What are the IIS 8 required NTFS Permissions?

Question

This questions has been asked, A LOT, but I've yet to figure out a proper solution. I've got a Windows Server 2012 server with of course IIS 8. I'm setting up a very, very, simple website on it with an HTML file that has Hello World in it. On the folder for the website I have the following permissions set up:

• SYSTEM (local account, Full Access)
• Administrators (local group, Full Access)
• FTP (domain account, Full Access)
• NAME_OF_APPPOOL (virtual account, Full Access)

So, with all of these permissions I still get a 401.3 - Unauthorized error from IIS. What am I missing in all of this?

The only thing that's made the website accessible so far was a desperate attempt by putting Everyone with read-only permissions. I think we can all agree that's just dumb as far as security goes...

Update

This is what the Application Pool Identity is set to at the moment.

Answer 1

So, since I was trying to access an HTML page (static content) it appears that IIS doesn't use the AppPool identity for static content... (double-U, T, and F?) So, to make it work you have to add IUSR as referenced here: IIS 8 401.3 with ACL and static content. Anyway, it works now, I'm just sooooo looking forward to the day when I put MVC on that site and it starts failing, again...

Answer 2

Check #5 to make sure the AppPool the site is using is actually set to use the Identity you are adding NTFS permissions for.
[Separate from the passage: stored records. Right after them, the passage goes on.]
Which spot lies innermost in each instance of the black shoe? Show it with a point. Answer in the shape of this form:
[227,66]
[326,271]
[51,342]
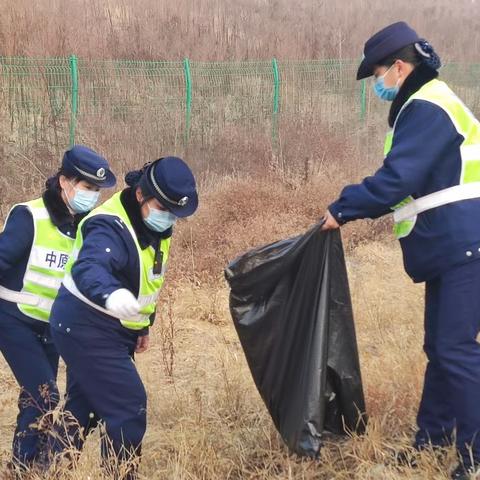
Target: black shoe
[461,473]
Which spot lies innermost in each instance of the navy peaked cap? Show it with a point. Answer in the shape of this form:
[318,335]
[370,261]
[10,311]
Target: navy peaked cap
[383,44]
[82,162]
[172,183]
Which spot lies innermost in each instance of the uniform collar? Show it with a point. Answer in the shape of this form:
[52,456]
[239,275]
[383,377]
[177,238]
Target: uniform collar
[416,80]
[145,236]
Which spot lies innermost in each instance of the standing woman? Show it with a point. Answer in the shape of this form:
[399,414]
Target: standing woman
[431,179]
[35,246]
[102,313]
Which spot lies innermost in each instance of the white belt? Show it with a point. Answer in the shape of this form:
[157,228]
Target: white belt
[457,193]
[19,297]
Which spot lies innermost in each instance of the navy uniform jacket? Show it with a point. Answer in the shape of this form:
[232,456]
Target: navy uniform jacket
[108,260]
[16,242]
[425,158]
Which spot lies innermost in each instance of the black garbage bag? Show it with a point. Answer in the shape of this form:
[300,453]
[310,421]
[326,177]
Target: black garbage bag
[291,307]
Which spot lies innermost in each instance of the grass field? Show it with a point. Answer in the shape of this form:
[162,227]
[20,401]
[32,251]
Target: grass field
[206,419]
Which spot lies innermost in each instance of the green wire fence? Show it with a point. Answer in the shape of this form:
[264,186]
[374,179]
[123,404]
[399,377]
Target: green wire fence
[54,100]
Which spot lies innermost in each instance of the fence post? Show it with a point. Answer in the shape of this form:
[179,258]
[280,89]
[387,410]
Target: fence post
[276,100]
[188,98]
[74,97]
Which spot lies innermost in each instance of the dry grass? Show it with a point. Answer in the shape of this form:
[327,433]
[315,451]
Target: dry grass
[206,420]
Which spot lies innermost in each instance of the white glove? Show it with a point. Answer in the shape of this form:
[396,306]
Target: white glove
[122,303]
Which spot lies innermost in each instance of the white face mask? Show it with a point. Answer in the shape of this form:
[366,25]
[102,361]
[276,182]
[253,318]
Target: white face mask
[159,220]
[83,200]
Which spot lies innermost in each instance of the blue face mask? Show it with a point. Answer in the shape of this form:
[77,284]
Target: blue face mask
[83,200]
[159,220]
[383,92]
Specify an Identity for an Application Pool (IIS 7)

1. Open IIS Manager.
2. In the Connections pane, expand the server node and click Application Pools.
3. On the Application Pools page, select the application pool for which you want to specify an identity, and then click Advanced Settings in the Actions pane.
4. For the Identity property, click the ... button to open the Application Pool Identity dialog box.
5. If you want to use a built-in account, select the Built-in account option and select an account from the list.